Restore single-threaded?

Whissi · 17 May 2024 01:02

Hello!

Is it possible that “restore” is limited to a single download thread and the -threads parameter has no effect?

Here’s why I think this:

I have a repository with a fixed chunk size of 4MB for better deduplication (with dynamic chunk sizes, Duplicacy fills chunks with additional files. This results in creating a new chunk if a file is moved or renamed, which I want to avoid).

The backed-up data includes my user profile, which contains a Thunderbird profile with over 500,000 mostly <1MB EML files (but just 15GB on disk). Most files in my user profile are small — in total, there are 1,067,860 files that are 374,494MB in size, divided into 1,141,977 chunks.

I am using SFTP as the backend.

I am now trying to restore this backup. While the backup with -threads 100 was completed in just under an hour, fully utilizing my 1Gbps uplink (which was not the case without -threads 100), the restoration is taking about 16 hours — the 1Gbps uplink connection is hardly utilized (and yes, the server can deliver 1Gbps as verified with ssh user@example.invalid 'dd if=/dev/urandom bs=1k count=1024000' | pv | dd of=/dev/null bs=1k count=1024000).

Another indicator:
During the upload, the debug output showed that the files were not uploaded sequentially. The log looked like this, for example:

[…]
Uploaded chunk 64800
Uploaded chunk 64798
Uploaded chunk 64801
Uploaded chunk 64802
Uploaded chunk 64799
Uploaded chunk 64805
Uploaded chunk 64803
Uploaded chunk 64804
Uploaded chunk 64806
[…]

Now, during the restoration, the chunks are being downloaded sequentially:

[…]
Downloaded chunk 64800
Downloaded chunk 64801
Downloaded chunk 64802
Downloaded chunk 64803
Downloaded chunk 64804
Downloaded chunk 64805
Downloaded chunk 64806
Downloaded chunk 64807
Downloaded chunk 64808
[…]

The repository uses RSA encryption. I am using Duplicacy in version 3.2.3 (254953).

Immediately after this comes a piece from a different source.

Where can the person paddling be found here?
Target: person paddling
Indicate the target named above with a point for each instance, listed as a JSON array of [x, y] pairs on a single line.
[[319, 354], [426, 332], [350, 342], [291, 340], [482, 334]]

I suspect that the restore operation is limited to a single thread, despite the -threads parameter, which affects the restoration speed significantly. Is that correct?

ninjanner · 18 May 2024 06:25

Couple things I would try.

Check the change log for the versions and see if anything is mentioned about the threads.

Test with Debug ModeRun the restore command with debug mode enabled to gather more information about the threading behavior:

duplicacy restore -r revision -threads 100 -d

ninjanner · 18 May 2024 06:28

Have you tried testing with much larger chucks to see if you see the same behavior.

Maybe the behavior only shows in smaller chunks.

saspus · 18 May 2024 16:36

Whissi · 20 May 2024 17:26

Thank you for confirming that the restoration is not parallelized.

Unfortunately, the suggested workaround of manually downloading the data beforehand is not an option for me.

In defense of Duplicacy, I must point out that, for example, Kopia also does not load data in parallel. However, the difference with Kopia is:

With Kopia, the individual chunks are packed into 21MB pack files and are still individually addressable. This means there is no performance loss due to the multitude of small chunks that occur with Duplicacy when using fixed chunk sizes. Additionally, you still benefit from complete deduplication, even when files are copied or moved.

I used a fixed chunk size in Duplicacy because, otherwise, deduplication does not work when copying or moving files smaller than the average chunk size. Duplicacy tries to combine these until the average chunk size is reached. In this regard, Duplicacy behaves similarly to archivers with solid archives — if the sorting changes due to adding, removing, or moving files, a new chunk is created that only matches in that specific combination.

What a pity.

saspus · 20 May 2024 17:51

I would not take that recommendation literary. You can mount the remote with eg. rclone mount, and restore from the mount. Data transfer then will be handled by rclone, where you can control concurrency and prefetching separately.

This is expected, regardless of whether chunk sizes are fixed or not.
It’s a tradeoff you can control. By adjusting the chunk size you can choose your own tradeoff between performance with deduplication.